WASHINGTON (AP) — Under President Donald Trump, the drug war is looking a lot like the war on terror.
To support strikes against Latin American gangs and drug cartels, the Trump administration is relying on a legal argument that gained traction after the Sept. 11, 2001, attacks, which allowed U.S. authorities to use lethal force against al-Qaida combatants who attacked the World Trade Center and the Pentagon.
The criminal groups now being targeted by U.S. strikes are a very different foe, however, spawned in the prisons of Venezuela, and fueled not by anti-Western ideology but by drug trafficking and other illicit enterprises.
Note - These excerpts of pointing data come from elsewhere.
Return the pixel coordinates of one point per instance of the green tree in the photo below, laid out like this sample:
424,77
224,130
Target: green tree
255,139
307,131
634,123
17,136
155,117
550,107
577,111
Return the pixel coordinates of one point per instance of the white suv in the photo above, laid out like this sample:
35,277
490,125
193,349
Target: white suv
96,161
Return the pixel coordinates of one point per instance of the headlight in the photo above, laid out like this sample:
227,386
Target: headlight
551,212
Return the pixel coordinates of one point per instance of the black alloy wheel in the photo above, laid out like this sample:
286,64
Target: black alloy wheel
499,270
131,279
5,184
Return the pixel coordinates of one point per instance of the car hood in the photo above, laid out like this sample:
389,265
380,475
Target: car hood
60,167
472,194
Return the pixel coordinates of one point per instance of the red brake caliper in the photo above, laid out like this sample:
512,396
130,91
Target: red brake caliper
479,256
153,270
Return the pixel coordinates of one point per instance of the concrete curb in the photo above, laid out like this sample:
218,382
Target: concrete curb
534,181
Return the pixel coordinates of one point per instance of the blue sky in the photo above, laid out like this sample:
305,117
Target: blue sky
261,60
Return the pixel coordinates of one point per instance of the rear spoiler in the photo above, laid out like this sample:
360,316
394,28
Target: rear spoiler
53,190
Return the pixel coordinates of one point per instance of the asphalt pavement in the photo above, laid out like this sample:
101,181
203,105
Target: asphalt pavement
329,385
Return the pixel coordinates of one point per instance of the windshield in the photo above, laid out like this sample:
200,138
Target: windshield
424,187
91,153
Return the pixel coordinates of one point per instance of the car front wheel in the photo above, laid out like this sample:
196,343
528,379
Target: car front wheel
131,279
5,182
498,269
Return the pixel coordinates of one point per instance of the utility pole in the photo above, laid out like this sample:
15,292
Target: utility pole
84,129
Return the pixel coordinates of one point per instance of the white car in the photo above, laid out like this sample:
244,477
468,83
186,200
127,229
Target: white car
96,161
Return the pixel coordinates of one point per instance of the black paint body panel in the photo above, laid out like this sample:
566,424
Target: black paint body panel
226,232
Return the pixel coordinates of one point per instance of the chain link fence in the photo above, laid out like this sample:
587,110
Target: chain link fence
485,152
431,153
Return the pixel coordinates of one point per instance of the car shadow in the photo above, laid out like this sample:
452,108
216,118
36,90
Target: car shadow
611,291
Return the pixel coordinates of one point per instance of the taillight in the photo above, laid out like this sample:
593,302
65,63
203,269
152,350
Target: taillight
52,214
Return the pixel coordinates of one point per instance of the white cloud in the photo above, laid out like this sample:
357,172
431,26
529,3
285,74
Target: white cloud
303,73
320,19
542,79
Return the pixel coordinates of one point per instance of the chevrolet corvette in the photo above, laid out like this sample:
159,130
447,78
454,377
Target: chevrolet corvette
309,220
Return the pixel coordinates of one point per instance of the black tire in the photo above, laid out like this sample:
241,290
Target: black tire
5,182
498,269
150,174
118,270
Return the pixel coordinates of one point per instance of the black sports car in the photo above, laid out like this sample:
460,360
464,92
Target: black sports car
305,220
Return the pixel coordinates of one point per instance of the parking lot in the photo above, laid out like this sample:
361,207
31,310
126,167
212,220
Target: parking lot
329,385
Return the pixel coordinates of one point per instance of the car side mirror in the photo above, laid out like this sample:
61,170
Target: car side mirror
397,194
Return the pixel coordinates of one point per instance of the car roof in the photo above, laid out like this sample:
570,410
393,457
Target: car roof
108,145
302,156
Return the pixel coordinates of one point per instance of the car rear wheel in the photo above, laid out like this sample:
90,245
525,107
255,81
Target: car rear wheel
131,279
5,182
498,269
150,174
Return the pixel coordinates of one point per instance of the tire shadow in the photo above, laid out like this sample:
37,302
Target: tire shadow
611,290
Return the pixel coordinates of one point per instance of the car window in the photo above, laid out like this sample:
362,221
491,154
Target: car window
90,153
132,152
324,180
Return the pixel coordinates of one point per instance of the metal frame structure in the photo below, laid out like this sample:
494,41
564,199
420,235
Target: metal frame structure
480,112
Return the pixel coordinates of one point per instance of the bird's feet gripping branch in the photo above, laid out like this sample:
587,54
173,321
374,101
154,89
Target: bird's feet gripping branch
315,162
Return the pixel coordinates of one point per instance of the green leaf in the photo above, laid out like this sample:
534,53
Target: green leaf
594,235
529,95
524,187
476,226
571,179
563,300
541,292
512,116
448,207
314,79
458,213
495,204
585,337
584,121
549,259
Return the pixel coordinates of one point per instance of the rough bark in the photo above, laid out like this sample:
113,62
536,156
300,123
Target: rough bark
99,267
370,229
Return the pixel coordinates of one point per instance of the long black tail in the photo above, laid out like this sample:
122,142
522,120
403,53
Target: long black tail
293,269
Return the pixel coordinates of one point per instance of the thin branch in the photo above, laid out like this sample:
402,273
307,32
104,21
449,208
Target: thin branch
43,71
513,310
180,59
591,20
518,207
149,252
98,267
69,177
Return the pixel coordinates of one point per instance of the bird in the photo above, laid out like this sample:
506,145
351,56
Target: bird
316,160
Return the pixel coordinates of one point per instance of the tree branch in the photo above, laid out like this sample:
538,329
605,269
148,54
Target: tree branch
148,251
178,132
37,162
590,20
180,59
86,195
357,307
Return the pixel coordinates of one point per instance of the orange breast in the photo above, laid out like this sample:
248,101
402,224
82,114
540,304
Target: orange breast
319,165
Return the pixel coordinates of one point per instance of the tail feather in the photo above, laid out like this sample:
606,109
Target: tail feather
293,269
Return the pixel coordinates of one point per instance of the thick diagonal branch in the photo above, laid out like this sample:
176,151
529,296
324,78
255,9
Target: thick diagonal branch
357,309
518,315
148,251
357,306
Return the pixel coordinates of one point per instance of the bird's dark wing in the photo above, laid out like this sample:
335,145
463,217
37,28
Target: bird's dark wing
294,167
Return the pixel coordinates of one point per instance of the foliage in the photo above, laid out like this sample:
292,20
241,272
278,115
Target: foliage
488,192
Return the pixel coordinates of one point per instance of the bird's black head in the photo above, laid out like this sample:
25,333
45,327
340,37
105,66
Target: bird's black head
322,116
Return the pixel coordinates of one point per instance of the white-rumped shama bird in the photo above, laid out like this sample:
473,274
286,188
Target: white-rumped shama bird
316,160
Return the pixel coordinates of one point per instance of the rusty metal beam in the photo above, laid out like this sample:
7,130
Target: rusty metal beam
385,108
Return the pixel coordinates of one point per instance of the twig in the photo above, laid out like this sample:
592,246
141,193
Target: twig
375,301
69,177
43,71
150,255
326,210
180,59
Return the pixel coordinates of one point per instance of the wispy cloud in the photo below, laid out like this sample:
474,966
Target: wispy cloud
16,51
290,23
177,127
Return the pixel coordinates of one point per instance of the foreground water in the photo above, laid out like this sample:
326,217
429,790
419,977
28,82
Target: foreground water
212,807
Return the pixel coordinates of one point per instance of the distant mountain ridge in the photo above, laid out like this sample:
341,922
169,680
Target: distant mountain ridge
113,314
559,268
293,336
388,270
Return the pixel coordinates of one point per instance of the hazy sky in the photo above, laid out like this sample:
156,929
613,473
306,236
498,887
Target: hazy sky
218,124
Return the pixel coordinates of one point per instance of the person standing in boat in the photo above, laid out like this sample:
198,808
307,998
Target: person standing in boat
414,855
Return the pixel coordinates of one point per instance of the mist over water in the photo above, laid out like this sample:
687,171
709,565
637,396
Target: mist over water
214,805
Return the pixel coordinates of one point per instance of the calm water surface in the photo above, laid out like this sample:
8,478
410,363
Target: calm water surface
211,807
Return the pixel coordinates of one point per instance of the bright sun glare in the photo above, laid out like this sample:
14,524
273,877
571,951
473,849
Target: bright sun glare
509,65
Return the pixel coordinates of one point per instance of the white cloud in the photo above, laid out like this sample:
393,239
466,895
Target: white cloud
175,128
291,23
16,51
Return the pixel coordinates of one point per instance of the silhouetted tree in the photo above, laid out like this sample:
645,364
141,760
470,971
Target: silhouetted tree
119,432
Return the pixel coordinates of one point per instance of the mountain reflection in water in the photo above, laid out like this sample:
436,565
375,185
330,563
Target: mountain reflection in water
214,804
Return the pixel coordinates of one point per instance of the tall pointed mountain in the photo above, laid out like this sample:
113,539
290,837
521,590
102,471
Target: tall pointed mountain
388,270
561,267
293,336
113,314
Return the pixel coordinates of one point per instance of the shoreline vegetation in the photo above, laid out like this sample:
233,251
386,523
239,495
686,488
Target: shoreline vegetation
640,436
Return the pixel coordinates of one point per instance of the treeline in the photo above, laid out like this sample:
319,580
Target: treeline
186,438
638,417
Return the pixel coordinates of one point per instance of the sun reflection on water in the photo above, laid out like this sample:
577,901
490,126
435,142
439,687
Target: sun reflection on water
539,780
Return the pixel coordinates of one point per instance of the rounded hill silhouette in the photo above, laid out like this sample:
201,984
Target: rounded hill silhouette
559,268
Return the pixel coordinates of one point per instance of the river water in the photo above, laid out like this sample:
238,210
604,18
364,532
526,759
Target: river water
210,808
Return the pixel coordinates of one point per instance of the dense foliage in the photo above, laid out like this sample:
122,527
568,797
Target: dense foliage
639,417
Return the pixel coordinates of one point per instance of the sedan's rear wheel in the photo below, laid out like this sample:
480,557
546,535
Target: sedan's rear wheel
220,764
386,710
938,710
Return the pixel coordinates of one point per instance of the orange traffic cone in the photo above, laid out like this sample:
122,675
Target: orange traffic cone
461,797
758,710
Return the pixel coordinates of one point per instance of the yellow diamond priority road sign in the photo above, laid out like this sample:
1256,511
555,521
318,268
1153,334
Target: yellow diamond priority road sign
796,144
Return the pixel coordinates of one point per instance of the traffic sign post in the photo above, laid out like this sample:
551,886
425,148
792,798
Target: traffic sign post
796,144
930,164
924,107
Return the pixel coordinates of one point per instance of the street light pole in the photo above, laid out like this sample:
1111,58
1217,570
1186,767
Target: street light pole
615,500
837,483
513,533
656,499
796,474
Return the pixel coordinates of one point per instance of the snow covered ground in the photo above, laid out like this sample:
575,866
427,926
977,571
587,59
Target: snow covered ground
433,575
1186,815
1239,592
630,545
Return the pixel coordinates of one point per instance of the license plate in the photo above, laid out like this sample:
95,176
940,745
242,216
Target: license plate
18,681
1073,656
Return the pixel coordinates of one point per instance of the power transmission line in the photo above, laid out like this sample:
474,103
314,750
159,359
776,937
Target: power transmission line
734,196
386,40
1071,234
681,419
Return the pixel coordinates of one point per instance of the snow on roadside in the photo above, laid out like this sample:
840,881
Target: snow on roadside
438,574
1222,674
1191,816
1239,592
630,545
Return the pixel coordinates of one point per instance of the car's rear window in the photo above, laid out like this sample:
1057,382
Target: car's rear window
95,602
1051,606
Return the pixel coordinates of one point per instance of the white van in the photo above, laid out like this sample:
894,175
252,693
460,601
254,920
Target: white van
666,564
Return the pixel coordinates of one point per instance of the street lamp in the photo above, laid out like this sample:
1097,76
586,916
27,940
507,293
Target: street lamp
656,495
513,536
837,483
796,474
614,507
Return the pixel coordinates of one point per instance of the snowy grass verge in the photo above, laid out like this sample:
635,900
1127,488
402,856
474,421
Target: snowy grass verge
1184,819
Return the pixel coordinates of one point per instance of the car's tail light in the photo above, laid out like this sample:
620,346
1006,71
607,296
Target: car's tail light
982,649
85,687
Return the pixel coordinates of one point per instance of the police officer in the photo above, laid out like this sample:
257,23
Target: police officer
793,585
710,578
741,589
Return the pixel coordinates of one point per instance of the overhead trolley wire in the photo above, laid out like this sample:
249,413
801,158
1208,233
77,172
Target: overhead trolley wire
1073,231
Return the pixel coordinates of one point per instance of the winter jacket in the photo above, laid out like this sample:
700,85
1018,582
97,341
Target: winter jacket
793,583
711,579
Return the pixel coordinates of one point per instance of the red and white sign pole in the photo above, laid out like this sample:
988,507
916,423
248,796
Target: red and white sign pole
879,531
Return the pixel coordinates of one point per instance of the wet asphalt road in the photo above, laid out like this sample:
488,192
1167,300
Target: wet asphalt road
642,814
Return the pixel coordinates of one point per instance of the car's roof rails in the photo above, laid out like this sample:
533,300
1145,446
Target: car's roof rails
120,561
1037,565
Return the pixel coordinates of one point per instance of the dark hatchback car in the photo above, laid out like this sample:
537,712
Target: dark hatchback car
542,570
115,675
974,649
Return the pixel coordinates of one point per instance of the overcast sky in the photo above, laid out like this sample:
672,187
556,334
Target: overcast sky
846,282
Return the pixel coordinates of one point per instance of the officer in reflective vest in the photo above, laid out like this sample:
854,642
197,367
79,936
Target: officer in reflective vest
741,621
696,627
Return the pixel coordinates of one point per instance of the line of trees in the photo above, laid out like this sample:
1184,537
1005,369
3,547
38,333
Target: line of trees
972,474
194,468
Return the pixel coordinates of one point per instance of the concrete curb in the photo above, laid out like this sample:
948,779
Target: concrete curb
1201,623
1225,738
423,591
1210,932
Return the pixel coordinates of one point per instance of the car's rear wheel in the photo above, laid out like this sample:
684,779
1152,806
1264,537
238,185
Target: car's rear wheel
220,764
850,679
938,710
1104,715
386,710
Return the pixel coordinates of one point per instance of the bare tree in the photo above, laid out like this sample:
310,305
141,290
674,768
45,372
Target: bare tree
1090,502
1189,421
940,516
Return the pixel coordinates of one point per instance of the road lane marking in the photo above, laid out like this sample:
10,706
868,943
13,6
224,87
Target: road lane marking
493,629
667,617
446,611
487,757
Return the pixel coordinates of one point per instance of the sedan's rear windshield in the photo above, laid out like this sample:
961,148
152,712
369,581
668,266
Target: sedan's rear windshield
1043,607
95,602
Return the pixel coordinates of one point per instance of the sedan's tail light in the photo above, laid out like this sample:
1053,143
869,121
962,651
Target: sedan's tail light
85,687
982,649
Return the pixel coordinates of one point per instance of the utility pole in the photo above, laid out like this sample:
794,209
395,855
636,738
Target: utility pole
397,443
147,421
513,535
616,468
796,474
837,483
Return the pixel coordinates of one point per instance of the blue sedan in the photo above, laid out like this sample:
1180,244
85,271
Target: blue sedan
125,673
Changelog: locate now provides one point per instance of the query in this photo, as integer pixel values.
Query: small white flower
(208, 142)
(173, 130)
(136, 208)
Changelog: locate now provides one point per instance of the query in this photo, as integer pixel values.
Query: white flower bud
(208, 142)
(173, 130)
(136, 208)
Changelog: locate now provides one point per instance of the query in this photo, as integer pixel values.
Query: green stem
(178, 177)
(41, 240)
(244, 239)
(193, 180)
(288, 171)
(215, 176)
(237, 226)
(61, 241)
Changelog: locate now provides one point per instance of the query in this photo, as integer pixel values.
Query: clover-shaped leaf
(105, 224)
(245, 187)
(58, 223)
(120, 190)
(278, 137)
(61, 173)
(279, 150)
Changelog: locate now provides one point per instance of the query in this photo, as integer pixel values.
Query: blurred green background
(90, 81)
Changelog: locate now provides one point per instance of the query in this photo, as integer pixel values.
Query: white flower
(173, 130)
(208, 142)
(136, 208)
Trump’s use of overwhelming military force to combat such groups and authorization of covert action inside Venezuela, possibly to oust President Nicolás Maduro, stretches the bounds of international law, legal scholars say. It comes as Trump expands the military’s domestic role, deploying the National Guard to U.S. cities and saying he's open to invoking the nearly 150-year-old Insurrection Act, which allows for military deployment in only exceptional instances of civil unrest.
So far, the military has killed at least 28 people in six strikes on boats that the White House said were carrying drugs.
The latest occurred Thursday, when American forces struck a suspected drug-carrying vessel and seized survivors, who are being held by the U.S. military.
Thursday's action brings the death toll from the Trump administration’s military action against vessels in the region to at least 28.
Trump justified the strikes by asserting that the United States is engaged in an “armed conflict” with drug cartels, relying on the same legal authority used by the Bush administration when it declared a war on terror after the Sept. 11 attacks. That includes the ability to capture and detain combatants and to use lethal force to take out their leadership.
The strikes have occurred without any legal investigation or a traditional declaration of war from Congress. That raises questions about the justifications for Trump's actions and the impact they could have on diplomatic relations with Latin American nations who recall with deep resentment repeated U.S. military interventions during the Cold War.
The U.S. intelligence community has also disputed Trump's central claim that Maduro’s administration is working with the Tren de Aragua gang and orchestrating drug trafficking and illegal immigration into the U.S.
‘You can’t just call something war'
Trump’s assertion that the United States is engaged in an “armed conflict” with drug cartels is based on the same legal authority used by the Bush administration when it declared a war on terror after the Sept. 11 attacks. That includes the ability to capture and detain combatants and to use lethal force to take out their leadership.